Cena a oscuras en Berlín
En el Unsicht-Bar el cliente solo sabe cuál es de verdad el menú al final de la comida
“Buenas noches, soy Markus, hoy seré su camarero durante toda la velada. Apaguen los teléfonos, dejen en el guardarropa cualquier aparato que emita luz y síganme apoyando sus manos en mis hombros”. Así empieza la cena en uno de los restaurantes más originales de la noche berlinesa: el Unsicht-Bar. Lo que viene después es totalmente imprevisto, ya que el servicio y la degustación se llevan a cabo en la más completa oscuridad.
La falta de luz es, por supuesto, el plato más fuerte y llamativo de este local (en alemán unsichtbar significa invisible), pero también la comida. Después de ser recibidos por el personal y antes de pasar al comedor, los clientes eligen menú en el bar. La única guía en la carta es una descripción más bien figurada. Así, se puede elegir un menú con pescado cuyo plato principal contiene “un noble que nada en una cama dorada, con huéspedes de todo el mundo, que se emborrachan con vino fino” o uno de ternera con “un delicado aristócrata que se une al mundo del hampa francés en un mar rojo de sensualidad”. Y así hasta cinco menús: otro con carne de ave, uno vegetariano y el atractivo 'menú sorpresa'. El precio varía entre los 40 y los 60 euros por persona. Para evitar disgustos, este es el momento de avisar de posibles alergias o intolerancias.
Entramos conducidos por los camareros de la sala principal, que son en su totalidad ciegos o discapacitados visuales, y aquí viene el primer shock: tal y como nos avisaron, no se ve nada de nada. Por eso debemos relajarnos y dejarnos llevar. Lo mejor para ello es cerrar los ojos. “Hay gente que simplemente no lo aguanta y se da la vuelta o que se pasa la velada forzando la vista”, apunta una de las responsables. Los camareros son nuestros ojos: ellos nos aconsejan cómo debemos comportarnos (sentarnos hacia atrás cuando vengan a servirnos, poner un objeto en el centro como orientación, colocar el vaso a las 13:10 para no derramar su contenido, etcétera) y nos avisan de que bajo ningún concepto debemos levantarnos sin llamarlos.

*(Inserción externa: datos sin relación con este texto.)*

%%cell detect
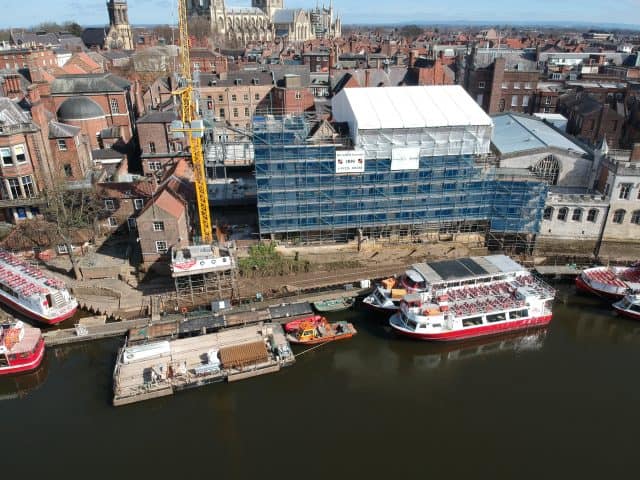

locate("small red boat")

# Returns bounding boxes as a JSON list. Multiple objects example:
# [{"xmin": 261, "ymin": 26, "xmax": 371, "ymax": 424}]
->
[
  {"xmin": 613, "ymin": 293, "xmax": 640, "ymax": 320},
  {"xmin": 284, "ymin": 315, "xmax": 327, "ymax": 333},
  {"xmin": 0, "ymin": 320, "xmax": 44, "ymax": 375},
  {"xmin": 576, "ymin": 264, "xmax": 640, "ymax": 300}
]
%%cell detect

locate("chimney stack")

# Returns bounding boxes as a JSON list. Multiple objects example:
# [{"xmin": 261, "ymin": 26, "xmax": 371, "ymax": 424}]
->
[{"xmin": 409, "ymin": 50, "xmax": 418, "ymax": 67}]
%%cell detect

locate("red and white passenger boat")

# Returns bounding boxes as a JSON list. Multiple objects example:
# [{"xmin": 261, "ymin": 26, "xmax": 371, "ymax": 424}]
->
[
  {"xmin": 0, "ymin": 320, "xmax": 44, "ymax": 375},
  {"xmin": 389, "ymin": 266, "xmax": 555, "ymax": 341},
  {"xmin": 613, "ymin": 293, "xmax": 640, "ymax": 320},
  {"xmin": 576, "ymin": 263, "xmax": 640, "ymax": 300},
  {"xmin": 362, "ymin": 255, "xmax": 528, "ymax": 315},
  {"xmin": 0, "ymin": 250, "xmax": 78, "ymax": 325}
]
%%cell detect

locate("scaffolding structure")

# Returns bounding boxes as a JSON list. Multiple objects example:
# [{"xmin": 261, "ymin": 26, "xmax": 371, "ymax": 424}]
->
[{"xmin": 253, "ymin": 116, "xmax": 547, "ymax": 252}]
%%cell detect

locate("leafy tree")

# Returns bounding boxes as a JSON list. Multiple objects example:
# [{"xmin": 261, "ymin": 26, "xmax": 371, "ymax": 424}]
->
[{"xmin": 42, "ymin": 177, "xmax": 104, "ymax": 279}]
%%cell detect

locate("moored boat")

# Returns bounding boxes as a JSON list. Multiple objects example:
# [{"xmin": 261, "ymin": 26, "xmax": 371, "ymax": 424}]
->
[
  {"xmin": 0, "ymin": 250, "xmax": 78, "ymax": 325},
  {"xmin": 389, "ymin": 274, "xmax": 555, "ymax": 341},
  {"xmin": 313, "ymin": 297, "xmax": 355, "ymax": 313},
  {"xmin": 287, "ymin": 319, "xmax": 357, "ymax": 345},
  {"xmin": 284, "ymin": 315, "xmax": 327, "ymax": 332},
  {"xmin": 0, "ymin": 320, "xmax": 44, "ymax": 375},
  {"xmin": 576, "ymin": 263, "xmax": 640, "ymax": 300},
  {"xmin": 612, "ymin": 293, "xmax": 640, "ymax": 320},
  {"xmin": 362, "ymin": 255, "xmax": 529, "ymax": 315}
]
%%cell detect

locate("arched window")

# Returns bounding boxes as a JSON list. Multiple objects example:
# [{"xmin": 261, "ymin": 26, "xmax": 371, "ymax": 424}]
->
[
  {"xmin": 558, "ymin": 207, "xmax": 569, "ymax": 222},
  {"xmin": 613, "ymin": 209, "xmax": 627, "ymax": 223},
  {"xmin": 532, "ymin": 155, "xmax": 560, "ymax": 185},
  {"xmin": 571, "ymin": 208, "xmax": 582, "ymax": 222}
]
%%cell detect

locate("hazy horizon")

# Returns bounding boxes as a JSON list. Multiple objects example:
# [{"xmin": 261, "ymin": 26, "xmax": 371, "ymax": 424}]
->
[{"xmin": 0, "ymin": 0, "xmax": 640, "ymax": 29}]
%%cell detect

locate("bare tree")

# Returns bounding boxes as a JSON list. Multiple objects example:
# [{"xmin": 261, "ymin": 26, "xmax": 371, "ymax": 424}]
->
[{"xmin": 43, "ymin": 174, "xmax": 104, "ymax": 279}]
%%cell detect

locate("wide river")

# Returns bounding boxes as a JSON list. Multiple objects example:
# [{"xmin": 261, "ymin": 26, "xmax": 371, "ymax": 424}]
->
[{"xmin": 0, "ymin": 285, "xmax": 640, "ymax": 480}]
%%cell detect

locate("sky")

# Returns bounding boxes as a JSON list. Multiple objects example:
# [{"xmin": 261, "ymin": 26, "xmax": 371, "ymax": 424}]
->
[{"xmin": 0, "ymin": 0, "xmax": 640, "ymax": 28}]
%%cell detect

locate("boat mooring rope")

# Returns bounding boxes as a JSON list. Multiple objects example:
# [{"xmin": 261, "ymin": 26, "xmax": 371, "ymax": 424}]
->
[{"xmin": 294, "ymin": 340, "xmax": 330, "ymax": 357}]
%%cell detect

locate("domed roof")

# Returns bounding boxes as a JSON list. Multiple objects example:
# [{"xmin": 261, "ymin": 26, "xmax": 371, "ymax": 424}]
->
[{"xmin": 58, "ymin": 97, "xmax": 104, "ymax": 120}]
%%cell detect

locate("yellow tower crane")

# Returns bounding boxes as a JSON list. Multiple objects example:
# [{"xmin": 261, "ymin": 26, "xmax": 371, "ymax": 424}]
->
[{"xmin": 172, "ymin": 0, "xmax": 213, "ymax": 244}]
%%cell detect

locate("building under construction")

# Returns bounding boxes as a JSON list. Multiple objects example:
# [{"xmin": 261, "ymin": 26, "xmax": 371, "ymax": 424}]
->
[{"xmin": 253, "ymin": 86, "xmax": 547, "ymax": 251}]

Los socios del local lo fundaron inicialmente como un proyecto social para darle trabajo a personas que en mundo de la restauración no tendrían ninguna oportunidad debido a su discapacidad. Y la teoría que manejan es que el sentido de la vista está sobrevalorado y que, por culpa de la cantidad ingente de input visual que recibimos a lo largo del día, se prescinde a menudo del resto de los sentidos para relacionarnos con el mundo. Su idea parece haber cuajado, a juzgar por el éxito que tiene entre el público berlinés y los turistas de la ciudad. Aquí se pone en práctica la filosofía que nos cuentan al principio: una vez a la mesa, debemos empezar a buscar los cubiertos y la comida con el tacto, nos relacionaremos con el camarero y nuestros acompañantes solo por la voz y el oído y, por supuesto, el olfato y el gusto se convertirán en los verdaderos protagonistas.
La cena suele durar unas dos horas y solo después, cuando el cliente vuelve a ser conducido al bar, se le dice qué ha comido, lo que provoca reacciones inesperadas: quizás alguien descubre que le ha gustado algo que nunca hubiera comido o se sorprende al conocer el ingrediente principal de un plato que nunca hubiera adivinado.
La sala principal, que puede albergar a unos 150 comensales, es un verdadero secreto. Nadie, excepto los trabajadores videntes, conoce su apariencia a la luz del día. Nadie lo ha filmado, no existen cámaras de seguridad y ni la prensa ni los amigos pueden vistarlo si no es en la oscuridad. El restaurante usa ese secretismo y profesionalidad porque confía en el boca a boca. No es necesario airear cómo se realiza el menú ni qué ocurre más allá de la puerta en forma de laberinto que sirve de entrada. Ese es también su atractivo: no solo prescindir de la vista una vez traspasado el umbral y dejarnos llevar por el resto de los sentidos, sino empezar a hacerlo también fuera.